DNA Lab’s Woes Cast Doubt on 68 Prison Terms
HOUSTON — In the exacting field of forensic science, the Houston Police Department’s DNA crime lab was a mess.
Analysts botched simple tests. They misinterpreted data. They stored evidence in a room where the ceiling leaked so badly that, one stormy night, 34 DNA samples were destroyed.
“I have never seen such a collective bunch of incompetents in my life,” said Dr. Elizabeth Johnson, former head of the DNA lab at the medical examiner’s office in Harris County, which includes Houston. “They don’t understand how the testing should be done or how it should be interpreted. None of them can think it through any better than the others. They just don’t get it.”
Widespread problems at the police lab -- including a poorly trained staff and questionable methodology -- were uncovered during an independent audit in December. The lab shut down in January, and the district attorney’s office began a massive review of cases involving DNA work by police lab analysts. So far, prosecutors have ordered retesting in the cases of 68 prisoners, 17 of them on Texas’ death row.
No inmate executed by the state was convicted using DNA processed by the lab, said Assistant Dist. Atty. Marie Munier, who is leading the review of old cases.
Labs in Montana and Washington also have come under fire in recent months. But the blunders here in Harris County -- where an aggressive district attorney’s office has sent more people to the death chamber than all but two states -- are especially alarming.
“People have lost confidence in the criminal justice system here,” said state Rep.
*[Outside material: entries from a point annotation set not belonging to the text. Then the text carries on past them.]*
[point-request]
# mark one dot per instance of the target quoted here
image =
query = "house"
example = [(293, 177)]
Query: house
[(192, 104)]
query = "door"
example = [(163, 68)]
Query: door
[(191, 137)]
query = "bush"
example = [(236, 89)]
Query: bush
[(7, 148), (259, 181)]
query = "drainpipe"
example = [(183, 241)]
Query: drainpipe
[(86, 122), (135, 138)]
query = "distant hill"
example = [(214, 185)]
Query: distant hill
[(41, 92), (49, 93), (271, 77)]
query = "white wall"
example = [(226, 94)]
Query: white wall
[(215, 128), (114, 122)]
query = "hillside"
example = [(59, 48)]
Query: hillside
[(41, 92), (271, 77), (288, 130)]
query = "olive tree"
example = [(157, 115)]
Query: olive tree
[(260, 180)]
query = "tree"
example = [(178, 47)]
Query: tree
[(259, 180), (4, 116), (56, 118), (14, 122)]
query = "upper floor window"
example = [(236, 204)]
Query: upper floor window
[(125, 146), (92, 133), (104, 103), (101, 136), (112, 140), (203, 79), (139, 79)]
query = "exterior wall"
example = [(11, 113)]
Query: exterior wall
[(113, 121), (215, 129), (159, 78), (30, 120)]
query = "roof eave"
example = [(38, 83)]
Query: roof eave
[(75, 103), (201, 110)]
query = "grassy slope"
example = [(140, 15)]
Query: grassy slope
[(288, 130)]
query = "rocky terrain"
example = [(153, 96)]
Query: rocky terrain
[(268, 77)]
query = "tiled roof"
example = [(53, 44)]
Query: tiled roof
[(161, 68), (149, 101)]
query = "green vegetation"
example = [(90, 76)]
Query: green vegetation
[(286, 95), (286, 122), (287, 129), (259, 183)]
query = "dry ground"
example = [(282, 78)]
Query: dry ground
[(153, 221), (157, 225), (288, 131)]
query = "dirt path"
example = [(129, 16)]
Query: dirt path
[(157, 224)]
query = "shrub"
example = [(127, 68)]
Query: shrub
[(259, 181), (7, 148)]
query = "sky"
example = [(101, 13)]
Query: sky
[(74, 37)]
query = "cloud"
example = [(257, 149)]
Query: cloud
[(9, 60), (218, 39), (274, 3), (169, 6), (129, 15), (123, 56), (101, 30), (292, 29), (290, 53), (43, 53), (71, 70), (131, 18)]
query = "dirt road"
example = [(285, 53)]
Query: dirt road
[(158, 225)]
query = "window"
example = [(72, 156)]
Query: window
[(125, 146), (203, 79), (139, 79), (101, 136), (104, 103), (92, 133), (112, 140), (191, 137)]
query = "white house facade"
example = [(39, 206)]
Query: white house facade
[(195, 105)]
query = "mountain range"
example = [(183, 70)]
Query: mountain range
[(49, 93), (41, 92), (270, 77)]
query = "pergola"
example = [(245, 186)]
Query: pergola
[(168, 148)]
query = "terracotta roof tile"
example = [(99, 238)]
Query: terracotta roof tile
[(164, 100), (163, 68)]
Kevin Bailey, head of a legislative committee investigating problems at the lab. “You almost have a picture of the Keystone Kops, but it’s not funny because you’re dealing with people’s lives. There are bound to be people who are innocent and in jail.”
In a recent letter to Gov. Rick Perry, Houston Mayor Lee P. Brown urged a moratorium on those death penalty cases in which evidence from the police crime lab was used. “This is the right thing to do,” Brown wrote.
So far, DNA retesting has been completed in just one case. Josiah Sutton was convicted of raping a Houston woman in 1998 and sentenced to 25 years in prison. On March 12, a judge released him on bond after results showed he could not have committed the crime. Sutton, 21, is seeking a pardon from the governor.
Sutton was lucky, his lawyer said, because a small piece of evidence was preserved that could be retested. Contrary to industry practice, the Houston police lab often used all the samples during its initial tests, leaving nothing for defense lawyers on appeal.
“I don’t know if they were so ignorant they didn’t know what they were doing, or if they were covering their tracks,” the attorney, Bob Wicoff, said.
In a hearing last month before the legislative panel, DNA lab section chief Jim Bolding defended his eight-person staff, describing them as overworked and under-funded. The number of cases handled by analysts at the police crime lab are “far above industry standard,” he said. “We do not have sufficient funding, staff or wherewithal to do the amount of work that has come into the crime laboratory.”
Johnson, who now works as a DNA expert for a California firm, countered that “there is no one else doing work this badly, and there are a lot of cash-strapped laboratories out there.”
She traces the problems to a core staff that has been at the lab since it opened in 1992. “They taught each other their bad habits,” she said. “They are totally unwilling to want to learn to do better. I would offer to show them, and they’d scowl at me .... Every single case I ever reviewed of theirs had at least one serious error -- and sometimes more than one error.”
The lab analysts, Johnson said, were especially bad at extracting DNA from mixed sources. In a rape case, for example, vaginal cells are separated from sperm cells to get clean DNA profiles.
“If you follow the protocols that are published out there and are widely available, you get a nice separation,” she said. “These people cannot do that. No one seems to be able to grasp how to do this correctly.”
The muddled test results lead to sloppy DNA analysis that can incriminate the wrong person, she said.
Munier said prosecutors were stunned to learn about the lab’s slipshod practices. “For years, you think the people at the laboratory know what they’re doing and are giving you accurate testing results. We’re not DNA experts, so we just have to trust them. Will we be this naive again? I don’t think so,” she said.
The case reviews could take an additional four months, Munier said. State lawmakers have asked the FBI to oversee the task and are drafting legislation providing for state regulation of crime labs. In the meantime, the Texas Department of Public Safety is removing all Houston police evidence from the national DNA database.
“It’s not that nobody knew about the problems,” Bailey said. “Nobody cared as long as they got a conviction. No one wanted to take responsibility until it became a public issue.”